As detailed by Akubzhanov at the start of the trial in April, the charges against Chikatilo read like the script of a horror movie. In the period from December 1978 until his final arrest in November 1990, Chikatilo has been accused of killing 53 women and children Most of the bodies were found along the railway line running north from Rostov. Others were discovered as far afield as Tashkent in the south and St. Petersburg in the north. Chikalilo initially confessed to 55 murders, although charges relating to two were dropped because of lack of evidence. During the course of the trial he then denied six.


It is not just the number of murders that distinguishes the case, but also their nature. Police photographs show mutilated corpses with 50 or more stab wounds. Often, the genital were sliced off and internal organs cut out; several were also decapitated. In what became the killer's signature, most of the victims had their eyes gouged out.


Chikatilo is accused of torturing his victims and prolonging their death as long as possible to enhance their suffering. He allegedly wielded his knife with such ferocity and professionalism that at one stage police investigators systematically questioned Rostov's butchers and slaughter-house workers.


Many of those who died- up to 70 percent, according to investigators - were down-and-outs, tramps and prostitutes. Sleeping in the squalor of Rostov's railway station, they were ready to go off for sex with anyone in return for a swig of vodka or the promise of a meal. But the victims also included children and young people from happy homes, tricked into walking into the forest with a stranger who promised to show them a shortcut or simply asked for help.

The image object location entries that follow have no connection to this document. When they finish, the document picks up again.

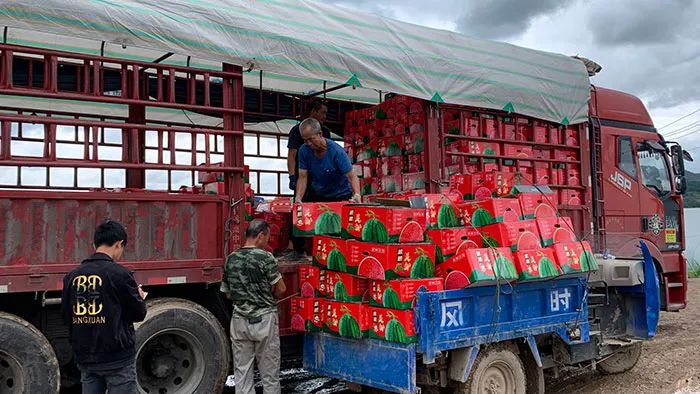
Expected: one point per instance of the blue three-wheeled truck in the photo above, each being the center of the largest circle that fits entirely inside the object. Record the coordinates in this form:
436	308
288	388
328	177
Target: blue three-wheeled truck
502	338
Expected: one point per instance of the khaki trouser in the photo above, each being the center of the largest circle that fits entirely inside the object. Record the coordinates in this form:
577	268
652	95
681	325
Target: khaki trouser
259	342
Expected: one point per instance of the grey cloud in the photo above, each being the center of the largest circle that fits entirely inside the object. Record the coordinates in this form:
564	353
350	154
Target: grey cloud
505	18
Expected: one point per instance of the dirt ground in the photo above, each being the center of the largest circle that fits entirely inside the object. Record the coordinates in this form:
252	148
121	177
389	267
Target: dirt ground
670	363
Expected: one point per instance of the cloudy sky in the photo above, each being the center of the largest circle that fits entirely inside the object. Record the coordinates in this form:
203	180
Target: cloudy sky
648	48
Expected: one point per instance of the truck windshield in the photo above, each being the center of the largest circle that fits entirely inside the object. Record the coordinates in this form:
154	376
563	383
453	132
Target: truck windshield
654	167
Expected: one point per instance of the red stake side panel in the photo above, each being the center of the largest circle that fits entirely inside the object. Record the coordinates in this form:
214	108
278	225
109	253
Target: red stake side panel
172	238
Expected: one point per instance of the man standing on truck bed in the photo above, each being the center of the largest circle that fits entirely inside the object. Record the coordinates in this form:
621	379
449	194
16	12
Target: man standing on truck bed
324	167
252	281
100	303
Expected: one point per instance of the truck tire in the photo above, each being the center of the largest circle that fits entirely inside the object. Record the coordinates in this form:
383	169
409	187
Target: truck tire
28	363
498	370
181	348
622	360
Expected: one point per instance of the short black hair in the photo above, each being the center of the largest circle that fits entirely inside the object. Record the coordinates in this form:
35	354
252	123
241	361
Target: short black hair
257	227
109	233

Tne apparent willingness with which, such victims went to their death was a tribute to the almost hypnotic powers of their murderer.


THAT CHIKATILO was allegedly able to continue killing, undetected, for more than a decade, remains a puzzle. Almost half a million people were questioned in what was one of the country's largest police operations: homosexuals, motorists, former police officers and video-salon managers were all among the target groups swept up in the massive dragnet. An army of women police officers in short skirts and heavy makeup walked the streets as human bait; their male colleagues lay for hours in ditches along the railway line. In their search for the serial killer, police solved more than 1, 000 crimes, including 95 murders and 245 rapes. But for years, the man at which it was all aimed remained at large.

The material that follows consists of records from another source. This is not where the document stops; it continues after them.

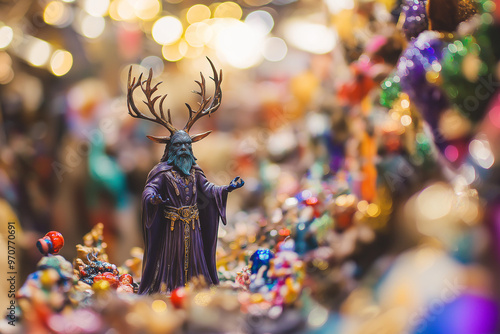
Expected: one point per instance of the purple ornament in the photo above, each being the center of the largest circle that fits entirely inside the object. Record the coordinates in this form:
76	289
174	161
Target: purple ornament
415	17
422	56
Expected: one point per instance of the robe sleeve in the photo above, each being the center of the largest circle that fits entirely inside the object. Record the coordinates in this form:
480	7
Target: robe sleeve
211	202
211	194
154	236
149	210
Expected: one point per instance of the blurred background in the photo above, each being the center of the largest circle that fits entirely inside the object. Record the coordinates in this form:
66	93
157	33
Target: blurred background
365	130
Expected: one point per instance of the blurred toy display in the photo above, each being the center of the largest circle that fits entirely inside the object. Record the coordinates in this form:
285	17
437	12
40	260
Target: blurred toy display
371	202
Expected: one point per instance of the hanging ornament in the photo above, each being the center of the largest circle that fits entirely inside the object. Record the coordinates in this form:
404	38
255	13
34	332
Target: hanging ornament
415	17
390	90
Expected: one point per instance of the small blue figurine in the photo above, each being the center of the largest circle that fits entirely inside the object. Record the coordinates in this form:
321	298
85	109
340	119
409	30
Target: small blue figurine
180	207
260	258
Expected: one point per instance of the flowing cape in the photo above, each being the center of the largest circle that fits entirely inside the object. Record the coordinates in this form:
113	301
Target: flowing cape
211	202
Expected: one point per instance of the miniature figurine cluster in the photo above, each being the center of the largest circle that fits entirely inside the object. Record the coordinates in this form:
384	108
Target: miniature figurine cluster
387	230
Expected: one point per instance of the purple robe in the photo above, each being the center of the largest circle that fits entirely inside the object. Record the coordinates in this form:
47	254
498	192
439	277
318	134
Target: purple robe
165	251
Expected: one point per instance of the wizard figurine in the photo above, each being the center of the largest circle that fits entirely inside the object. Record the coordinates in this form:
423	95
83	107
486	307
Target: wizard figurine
181	209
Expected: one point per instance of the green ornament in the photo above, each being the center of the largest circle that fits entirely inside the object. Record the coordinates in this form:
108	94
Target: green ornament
390	90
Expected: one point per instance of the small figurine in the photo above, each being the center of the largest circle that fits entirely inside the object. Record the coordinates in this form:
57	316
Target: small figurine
51	243
180	207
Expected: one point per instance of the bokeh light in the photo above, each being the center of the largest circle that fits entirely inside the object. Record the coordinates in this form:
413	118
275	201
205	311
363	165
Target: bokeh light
311	37
275	49
239	45
260	20
175	52
147	9
38	52
154	63
435	201
92	26
228	9
61	62
167	30
6	36
198	34
58	14
6	72
480	151
96	7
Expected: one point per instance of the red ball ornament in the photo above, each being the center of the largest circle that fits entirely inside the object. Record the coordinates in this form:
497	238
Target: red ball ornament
51	243
177	297
126	279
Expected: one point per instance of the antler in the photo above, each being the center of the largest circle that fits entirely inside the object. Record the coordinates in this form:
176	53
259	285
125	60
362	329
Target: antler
208	105
148	92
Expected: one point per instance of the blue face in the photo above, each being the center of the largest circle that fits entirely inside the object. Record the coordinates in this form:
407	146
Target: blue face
180	144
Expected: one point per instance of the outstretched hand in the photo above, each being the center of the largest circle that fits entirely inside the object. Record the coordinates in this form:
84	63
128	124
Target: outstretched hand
235	184
156	199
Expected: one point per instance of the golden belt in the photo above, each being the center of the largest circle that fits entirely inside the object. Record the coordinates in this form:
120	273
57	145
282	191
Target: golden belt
186	214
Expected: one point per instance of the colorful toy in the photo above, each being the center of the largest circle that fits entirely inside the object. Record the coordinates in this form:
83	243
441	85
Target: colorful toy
51	243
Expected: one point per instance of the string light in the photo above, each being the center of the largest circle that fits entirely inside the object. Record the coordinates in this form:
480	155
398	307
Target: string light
167	30
38	52
61	62
6	36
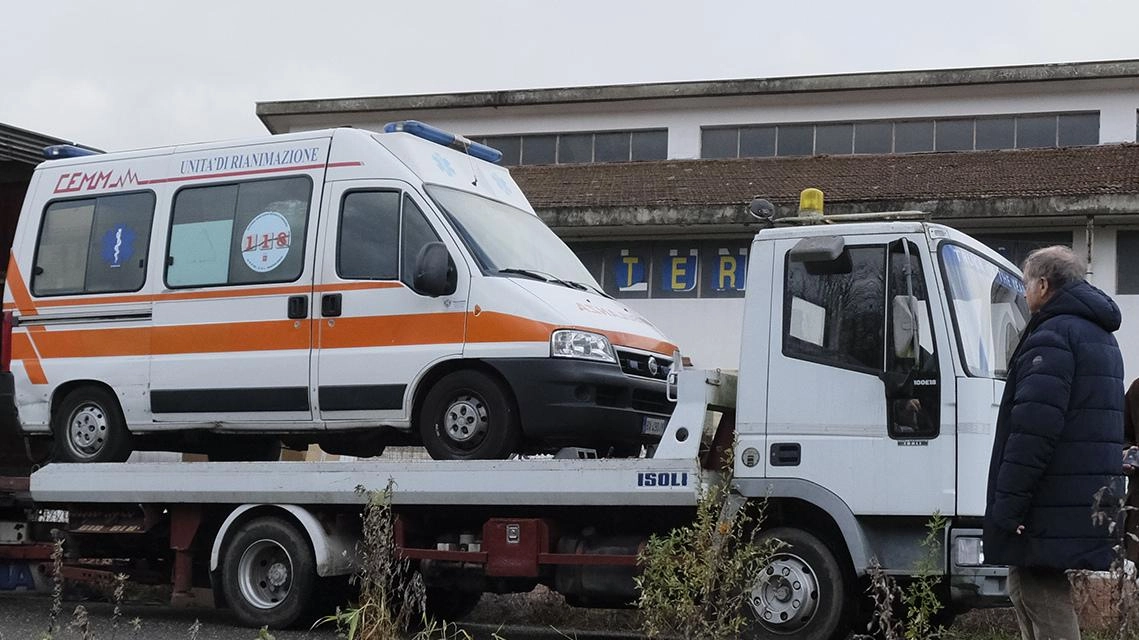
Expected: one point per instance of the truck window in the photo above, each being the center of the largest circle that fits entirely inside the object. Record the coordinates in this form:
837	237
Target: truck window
989	310
375	232
114	232
837	319
250	232
915	410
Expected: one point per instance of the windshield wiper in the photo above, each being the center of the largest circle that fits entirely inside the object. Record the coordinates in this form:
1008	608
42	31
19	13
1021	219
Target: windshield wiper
545	277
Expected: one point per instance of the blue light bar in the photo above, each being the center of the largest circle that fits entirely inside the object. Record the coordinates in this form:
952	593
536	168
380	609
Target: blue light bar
57	152
440	137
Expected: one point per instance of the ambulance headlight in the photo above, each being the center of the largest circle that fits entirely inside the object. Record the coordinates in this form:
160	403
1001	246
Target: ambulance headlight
584	345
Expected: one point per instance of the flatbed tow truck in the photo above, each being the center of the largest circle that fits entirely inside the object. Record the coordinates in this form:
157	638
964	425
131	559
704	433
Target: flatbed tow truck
869	383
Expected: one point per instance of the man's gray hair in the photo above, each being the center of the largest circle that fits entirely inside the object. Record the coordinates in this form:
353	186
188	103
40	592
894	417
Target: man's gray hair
1058	264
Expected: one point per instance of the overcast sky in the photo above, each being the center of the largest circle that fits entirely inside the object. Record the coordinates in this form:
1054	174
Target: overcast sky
125	74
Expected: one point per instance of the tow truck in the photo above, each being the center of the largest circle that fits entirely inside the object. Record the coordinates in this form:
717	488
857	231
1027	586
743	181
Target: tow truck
873	361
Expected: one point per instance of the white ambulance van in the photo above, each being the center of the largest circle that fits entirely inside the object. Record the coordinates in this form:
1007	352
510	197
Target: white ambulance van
342	287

Under fire for their handling of the operation, police have pinned the blame on the lack of witnesses and the sheer diversity of the victims. Most serial killers have a "specially". Chikatilo, it is alleged, did not: "Boy or girl, it was all the same to me", he told the court. It was not until 1983, almost five years after the first murder, that Vladimir Kazakov, a senior investigator from the Russian Public Prosecutor's Office in Moscow, succeeded in convincing the locals that they were dealing with one killer.


The initial slowness paled beside the other errors of a tragically bungled investigation that appeared to take the wrong turn at almost every step. Another man, Alexander Kravchenko, was executed for the 1978 killing of a nine-year-old girl, Lena Zakotnova, later admitted by Chikatilo as his first victim.


During 1983 and 1984, in particular, countless people were detained for weeks and sometimes months on suspicion of murder. So, bizarrely, was Chikatilo, himself. Arrested early one morning in September 1984 at a Rostov market after spending the night trying to pick up women, he was held for three months while ' prosecutors probed a connection with the murder of Dima Ptashnikov, a 10-year-old boy stabbed to death that March in the nearby city of Novoshakhtink'.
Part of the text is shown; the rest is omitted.